Da una ricerca condotta da Richard Clayton per conto della università di Cambridge su oltre 500 milioni di email spazzatura, è emerso chiaramente come certi indirizzi di posta elettronica siano in grado di catturare una quantità maggiore di spam; a fare la differenza sarebbe infatti la lettera iniziale dell’indirizzo.
Chi possiede un indirizzo di posta elettronica che inizia con “A”, “M”, “S”, “R” o “P”, sarà costretto a cestinare circa il 40% delle email ricevute, mentre chi utilizza una casella di posta che inizia per “Q”, “Z” o “Y”, troverà al suo interno solo il 20% di email spazzatura.
La differenza sarebbe dovuta al modo con cui lavorano i programmi deputati alla generazione di spam: si tratterebbe infatti di attacchi cosiddetti “a dizionario”, ovvero condotti prendendo la prima parte di un indirizzo conosciuto e provando a sostituirne in suffisso, nella speranza di scovare un nuovo utente.

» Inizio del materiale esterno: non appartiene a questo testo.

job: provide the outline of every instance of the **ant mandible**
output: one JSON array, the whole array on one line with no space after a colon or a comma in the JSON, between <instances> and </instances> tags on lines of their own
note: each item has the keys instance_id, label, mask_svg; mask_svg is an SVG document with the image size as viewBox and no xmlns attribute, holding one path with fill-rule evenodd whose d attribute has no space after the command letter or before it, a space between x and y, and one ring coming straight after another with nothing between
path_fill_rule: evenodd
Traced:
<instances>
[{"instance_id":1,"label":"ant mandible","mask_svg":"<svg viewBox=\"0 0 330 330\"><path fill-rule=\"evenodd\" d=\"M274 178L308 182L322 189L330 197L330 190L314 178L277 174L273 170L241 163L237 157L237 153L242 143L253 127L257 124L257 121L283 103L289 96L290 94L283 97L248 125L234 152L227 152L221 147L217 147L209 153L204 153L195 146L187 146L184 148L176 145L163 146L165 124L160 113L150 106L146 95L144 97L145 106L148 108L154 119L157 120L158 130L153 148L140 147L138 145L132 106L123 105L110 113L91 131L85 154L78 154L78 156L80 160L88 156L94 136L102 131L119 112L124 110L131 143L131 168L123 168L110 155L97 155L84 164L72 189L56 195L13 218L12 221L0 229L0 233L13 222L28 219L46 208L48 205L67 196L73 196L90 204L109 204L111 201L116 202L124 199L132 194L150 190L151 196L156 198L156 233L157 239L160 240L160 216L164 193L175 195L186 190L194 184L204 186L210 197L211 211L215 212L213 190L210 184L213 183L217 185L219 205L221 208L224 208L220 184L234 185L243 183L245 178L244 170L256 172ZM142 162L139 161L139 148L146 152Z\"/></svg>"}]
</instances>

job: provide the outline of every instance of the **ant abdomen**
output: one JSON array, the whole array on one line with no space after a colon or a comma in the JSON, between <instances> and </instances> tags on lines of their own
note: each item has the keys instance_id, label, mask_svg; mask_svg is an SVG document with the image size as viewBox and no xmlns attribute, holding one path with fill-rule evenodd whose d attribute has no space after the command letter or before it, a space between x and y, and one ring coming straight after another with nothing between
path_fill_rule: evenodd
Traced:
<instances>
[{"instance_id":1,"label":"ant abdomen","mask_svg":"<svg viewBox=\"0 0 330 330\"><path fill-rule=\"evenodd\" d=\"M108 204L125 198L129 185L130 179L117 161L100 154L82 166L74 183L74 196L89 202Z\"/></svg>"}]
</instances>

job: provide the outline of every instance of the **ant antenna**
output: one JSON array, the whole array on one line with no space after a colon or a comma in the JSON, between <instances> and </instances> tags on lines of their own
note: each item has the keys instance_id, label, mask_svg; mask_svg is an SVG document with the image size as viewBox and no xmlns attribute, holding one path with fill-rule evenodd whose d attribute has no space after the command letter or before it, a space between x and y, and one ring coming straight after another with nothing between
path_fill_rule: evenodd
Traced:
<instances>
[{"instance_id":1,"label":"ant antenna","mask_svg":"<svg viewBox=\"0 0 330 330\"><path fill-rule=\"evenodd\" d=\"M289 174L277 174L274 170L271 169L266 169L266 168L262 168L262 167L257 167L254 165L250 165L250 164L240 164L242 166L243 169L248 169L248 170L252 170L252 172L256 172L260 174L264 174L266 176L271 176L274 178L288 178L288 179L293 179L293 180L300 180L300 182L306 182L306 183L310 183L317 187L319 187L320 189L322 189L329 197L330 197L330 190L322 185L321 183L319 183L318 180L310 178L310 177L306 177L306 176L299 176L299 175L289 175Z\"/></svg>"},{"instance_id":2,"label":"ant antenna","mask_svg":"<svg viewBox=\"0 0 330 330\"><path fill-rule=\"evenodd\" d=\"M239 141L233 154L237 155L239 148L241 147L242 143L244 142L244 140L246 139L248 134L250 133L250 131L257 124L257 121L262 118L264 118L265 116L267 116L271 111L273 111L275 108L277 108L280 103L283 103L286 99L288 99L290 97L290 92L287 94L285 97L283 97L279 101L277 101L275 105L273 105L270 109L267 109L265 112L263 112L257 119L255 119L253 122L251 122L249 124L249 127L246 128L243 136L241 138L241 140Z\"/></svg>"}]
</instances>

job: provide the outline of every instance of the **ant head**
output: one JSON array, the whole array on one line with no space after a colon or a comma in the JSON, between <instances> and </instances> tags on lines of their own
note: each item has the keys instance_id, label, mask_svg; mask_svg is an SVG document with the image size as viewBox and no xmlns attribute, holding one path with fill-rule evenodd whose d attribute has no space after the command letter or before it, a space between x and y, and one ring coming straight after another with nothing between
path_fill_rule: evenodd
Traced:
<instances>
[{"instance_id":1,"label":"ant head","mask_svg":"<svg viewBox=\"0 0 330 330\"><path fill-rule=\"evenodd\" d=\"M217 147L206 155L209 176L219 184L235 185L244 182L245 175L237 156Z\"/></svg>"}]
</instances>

Accade così che se uno spammer conosce ad esempio l’esistenza dell’indirizzo rossi@esempio.it, può provare ad inviare una email a rossi@altro.it, sperando di scovare casualmente un altro utente realmente esistente.
La disparità di email spazzatura ricevute si spiegherebbe quindi con l’abbondanza di nomi che iniziano ad esempio con la “M” rispetto a quanti iniziano invece ad esempio con la “Q”; gli spammer preferirebbero infatti riutilizzare i nomi più popolari.
Esistono però alcune anomalie ancora da investigare: la lettera “U”, ad esempio, riceverebbe infatti più del 50% di spamming, nonostante sia relativamente poco comune.